Turning out the lamp, I caught a last illuminated glimpse of a poster made by our friend Nate which hangs in our family room, a print that reads, “Resist Much, Obey Little.” It’s a quote from a short poem of Walt Whitman’s (who is my spirit animal, if poets can be spirit animals), which is usually titled “To the States,” and reads in its entirety:
To the States or any one of them, or any city of the States, Resist
much, obey little,
Once unquestioning obedience, once fully enslaved,
Once fully enslaved, no nation, state, city of this earth, ever after-
ward resumes its liberty.
What I love about this poem is its reminder of our national origins: as a grand democratic experiment, one that is reliant on each of us to think for ourselves. Resistance, for Whitman, is about questioning, and questioning is the responsibility of a democratic citizen.
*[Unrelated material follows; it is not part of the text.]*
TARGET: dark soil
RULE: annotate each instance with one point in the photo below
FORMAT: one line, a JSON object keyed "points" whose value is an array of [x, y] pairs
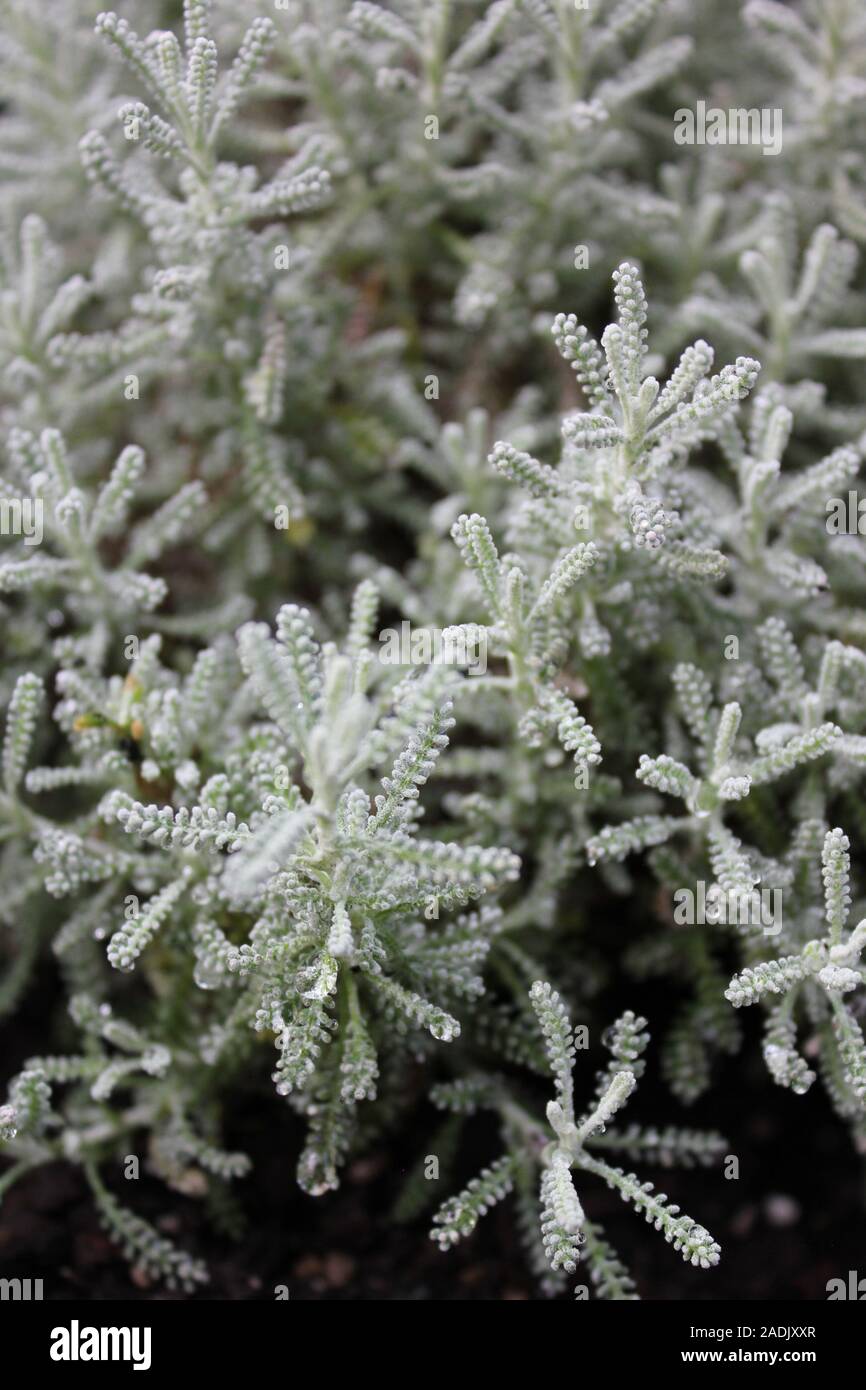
{"points": [[793, 1221]]}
I’ve written previously in these pages about
questioning as ritual in Jewish practice and here at Brandeis. I saw it in action again yesterday when I had the good fortune to pop into an 8th grade science class. Ms. Freilich was just back from a trip for a family wedding, and was having the class share their reflections about the substitute teacher they’d had, and the work she had left behind for them. They filled out a form on Whipple Hill to record their impressions, and then she led them in a discussion about the experience. There were positive statements (I liked being able to listen to music and work at my own pace) and negative ones (we didn’t learn as much without you here as we do when you’re here). At the end of the discussion, Ms. Freilich invited them to consider why she’d set things up the way she did, including questioning what was or was not in her control, or theirs. In ten short minutes, she reinforced a positive classroom culture, opened a space for thoughtful reflection on both individual and collective learning, and empowered students to ask critical questions about the class. It was, to borrow Kate’s phrase, so good.
That work, of asking critical questions, including asking those kinds of questions of authority figures, feels especially important right now, in an age of infinite media and false facts. I feel grateful that our dual traditions at Brandeis—the American and the Jewish—both insist on the centrality of questions. As Rabbi Abraham Joshua Heschel put it, “We are closer to God when we are asking questions than when we think we have the answers.” And while God has not often been how I have articulated my relationship to the sacred, I feel the truth of that statement to my bones. I hope that our students continue to question their teachers, their learning, and their world; and may our Brandeis graduates, now and for generations to come, help make ours an age of questions.
Wishing you all weekends full of questions, my friends.